In 1940, Bertolt Brecht wrote a play: The Life of Galileo. In the play, Galileo, in exile after having recanted his assertion that the earth moves round the sun, is talking to his pupil Andrea and his daughter Virginia, both of whom are eager to continue scientific research on Galileo’s behalf, although he himself has lost his enthusiasm. Galileo urges caution, and in 1945 Brecht, at this point in the play, inserted the following lines spoken by Galileo to his pupils:
You may in due course discover all that there is to discover, and your progress will nonetheless be nothing but a progress away from mankind. The gap between you and it may one day become so wide that your cry of jubilation at
some new achievement will be echoed by a universal cry of horror …
… a reference to the first atomic bomb being dropped on Hiroshima. This leads me to the thought that, throughout human history, one man’s inspiration has often been another’s damnation. In the case above, a ground-breaking scientific discovery led to destruction and horror on an unprecendented scale. But a brilliant theological revelation can also become dogma and repression. A person of deep learning who is full of insight may be a bore to his family. The same music can be full of beauty for me, sadness and desolation for another. An awe-inspiring starburst of great glory and beauty, can be likened to an explosion causing terror and pain. And the glorious majesty of the mighty ocean wave turns into a tsunami, wreaking unimaginable horror, devastation and death.
This is where cosmic beauty, majesty, harmony and one-ness may be answered by equally cosmic chaos, pain, destruction and death. In all these cases, the one side, good, creative and sustaining, is but the obverse of the other, evil, debilitating, destructive. Out of greatness may come tragedy.
But not all tragedy is of the same nature. Goethe speaks of tragedy, first that which is visited on one human being by the malevolence of another. Secondly, that tragedy which we bring down on ourselves by our own misdeeds, greed or lack of care. But there is a third, he says, namely that which befalls ordinary people going about their daily lives, doing ordinary things, intending nothing in particular, who yet are the victims of an apparently malevolent fate. The recent event is clearly of the third category.
In the aftermath of the tsunami many asked themselves questions about God – how He can cause or allow this to happen to His own children? To put questions like this is to fundamentally misunderstand the relation between the creature and the creator. We cannot – we must not – make God responsible for disaster. ‘God-in-us’ is the strength to which we can turn in time of bereavement, pain or disaster. Divinity is, or can be, our ultimate refuge which we seek when in pain or despair.

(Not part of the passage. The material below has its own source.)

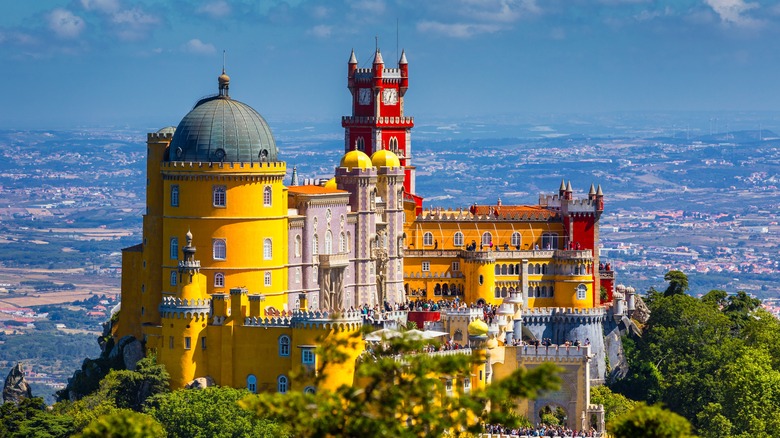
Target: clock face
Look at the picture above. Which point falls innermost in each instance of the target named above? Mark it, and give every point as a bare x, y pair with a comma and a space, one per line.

Are there tools to help us on our way to healing? Certainly dispensing charity in such an awful situation concentrates our minds on the creative, away from the destructive. We could also speak here of the four cardinal virtues enshrined in the Emulation lecture, especially that of Fortitude, the ‘noble and steady purport of the soul’ enabling us to undergo ‘any pain, labour, danger or difficulty’. But Fortitude itself may not be within our grasp.

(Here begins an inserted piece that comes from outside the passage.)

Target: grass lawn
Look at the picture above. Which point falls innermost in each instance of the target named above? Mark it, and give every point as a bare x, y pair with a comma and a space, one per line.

If the two sides we spoke of – cosmic harmony and cosmic chaos – are in fact two sides of the same nature, then we are dealing with the ying and yang, the within and the without, the route to birth and the route to death.
But when all is said and done, and despite the struggle to find expression, words are not enough. We have to go deep inside ourselves to seek solace from tragedy and even then it may elude us if we lack the strength. At the limits, we may find no comfort at all. If there are words that may be spoken or listened to with the heart, they may be those from Aeschylus, who wrote in the fifth century BC:
He who learns must suffer. And even in our sleep pain that cannot forget falls drop by drop upon the heart, and in our own despair, against our will, comes Wisdom to us by the awful grace of God.
I don’t need to tell you that ‘awful’ here bears the archaic meaning of ‘immense’, ‘awe-inspiring’, perhaps ‘infinite’.
‘Against our will’. There is a greater power at work here. Through the pain and suffering, against our will, we gather Wisdom to ourselves. When surrounded by outer chaos, the only place to look is inwards, towards the light and grace within; to that Divinity that can bring order out of chaos, and make us whole again.
They clirnb’d the steep ascent of Heav’n Through peril, toil and pain;
O God, to us may grace be given To follow in their train.